4. Handling timeouts and choice with alts!
We can create timeout channels that close themselves after a specified amount of time. Closed channels can not be written to anymore, but any messages in the buffer can still be read. After that, every read will return nil.
One thing core.async provides that most other tools don’t is choice. From the examples:
One killer feature for channels over queues is the ability to wait on many channels at the same time (like a socket select). This is done with `alts!!` (ordinary threads) or `alts!` in go blocks.
This, combined with timeout channels gives the ability to wait on a channel up a maximum amount of time before giving up. By adjusting example 2 a bit:
[clojure]
(eb/on-message
"forecast.report"
(fn [coords]
(let [ch (chan)
t-ch (timeout 3000)]
(eb/send "temperature.service" coords #(put! ch {:temperature %}))
(eb/send "humidity.service" coords #(put! ch {:humidity %}))
(eb/send "wind-speed.service" coords #(put! ch {:wind-speed %}))
(go-loop [n 3 data {}]
(if (pos? n)
(if-some [result (alts! [ch t-ch])]
(recur (dec n) (merge data result))
(eb/fail 408 "Request timed out"))
(eb/reply (create-forecast data)))))))
[/clojure]
This will do the same thing as before, but we will wait a total of 3s for the requests to finish, otherwise we reply with a timeout failure. Notice that we did not put the timeout parameter in the vert.x API call of eb/send. Having a first-class timeout channel allows us to coordinate these timeouts more more easily than adding timeout parameters and failure-callbacks.
Wrapping up
The above scenarios are clearly simplified to focus on the different workflows, but they should give you an idea on how to start using it in Vert.x.

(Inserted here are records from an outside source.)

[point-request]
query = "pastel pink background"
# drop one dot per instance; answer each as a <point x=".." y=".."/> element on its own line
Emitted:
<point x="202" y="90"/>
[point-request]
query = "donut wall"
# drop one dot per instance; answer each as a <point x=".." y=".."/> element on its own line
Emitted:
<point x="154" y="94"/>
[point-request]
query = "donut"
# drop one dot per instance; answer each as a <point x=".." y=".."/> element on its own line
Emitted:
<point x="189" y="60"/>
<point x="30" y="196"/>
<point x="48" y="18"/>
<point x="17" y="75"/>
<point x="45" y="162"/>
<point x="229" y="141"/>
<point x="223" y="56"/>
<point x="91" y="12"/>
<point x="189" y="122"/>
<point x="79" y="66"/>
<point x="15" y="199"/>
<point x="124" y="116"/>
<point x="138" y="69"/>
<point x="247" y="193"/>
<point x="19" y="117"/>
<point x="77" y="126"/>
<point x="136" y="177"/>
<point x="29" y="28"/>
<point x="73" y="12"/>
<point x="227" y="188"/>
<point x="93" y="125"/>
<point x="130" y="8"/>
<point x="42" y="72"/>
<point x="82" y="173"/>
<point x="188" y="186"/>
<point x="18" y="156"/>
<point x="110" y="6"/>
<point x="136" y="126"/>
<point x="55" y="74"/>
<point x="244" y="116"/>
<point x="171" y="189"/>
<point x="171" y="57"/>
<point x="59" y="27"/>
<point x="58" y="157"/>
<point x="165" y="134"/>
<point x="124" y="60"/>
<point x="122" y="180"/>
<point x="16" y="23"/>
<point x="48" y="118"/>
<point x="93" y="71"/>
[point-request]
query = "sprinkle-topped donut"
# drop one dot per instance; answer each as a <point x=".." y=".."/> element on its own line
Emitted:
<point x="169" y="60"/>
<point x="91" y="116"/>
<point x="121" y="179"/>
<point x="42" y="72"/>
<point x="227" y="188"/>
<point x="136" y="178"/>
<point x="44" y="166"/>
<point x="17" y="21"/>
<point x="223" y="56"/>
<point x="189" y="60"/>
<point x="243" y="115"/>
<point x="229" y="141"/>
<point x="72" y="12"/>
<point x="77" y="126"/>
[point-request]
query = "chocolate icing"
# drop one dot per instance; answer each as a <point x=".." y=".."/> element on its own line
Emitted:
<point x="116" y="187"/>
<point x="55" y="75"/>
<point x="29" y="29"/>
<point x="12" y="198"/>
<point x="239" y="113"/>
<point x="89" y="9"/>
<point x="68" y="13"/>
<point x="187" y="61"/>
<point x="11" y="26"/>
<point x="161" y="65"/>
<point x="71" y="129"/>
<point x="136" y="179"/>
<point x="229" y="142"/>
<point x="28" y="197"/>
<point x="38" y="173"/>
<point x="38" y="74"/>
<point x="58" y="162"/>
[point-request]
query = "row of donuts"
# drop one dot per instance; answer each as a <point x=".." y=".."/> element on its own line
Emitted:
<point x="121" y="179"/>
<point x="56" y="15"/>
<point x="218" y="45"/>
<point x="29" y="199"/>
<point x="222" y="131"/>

Some questions that have arisen for me is whether core.async can play nicely with Vert.x, which was the original motivation for this blog post. Verticles are single-threaded by design, while core.async introduces background threads to dispatch go-blocks or state machine callbacks. Since the dispatched go-blocks carry the correct message context the functions eb/send, eb/reply, etc.. can be called from these go blocks and all goes well.
There is of course a lot more to core.async than is shown here. But that is a story for another blog.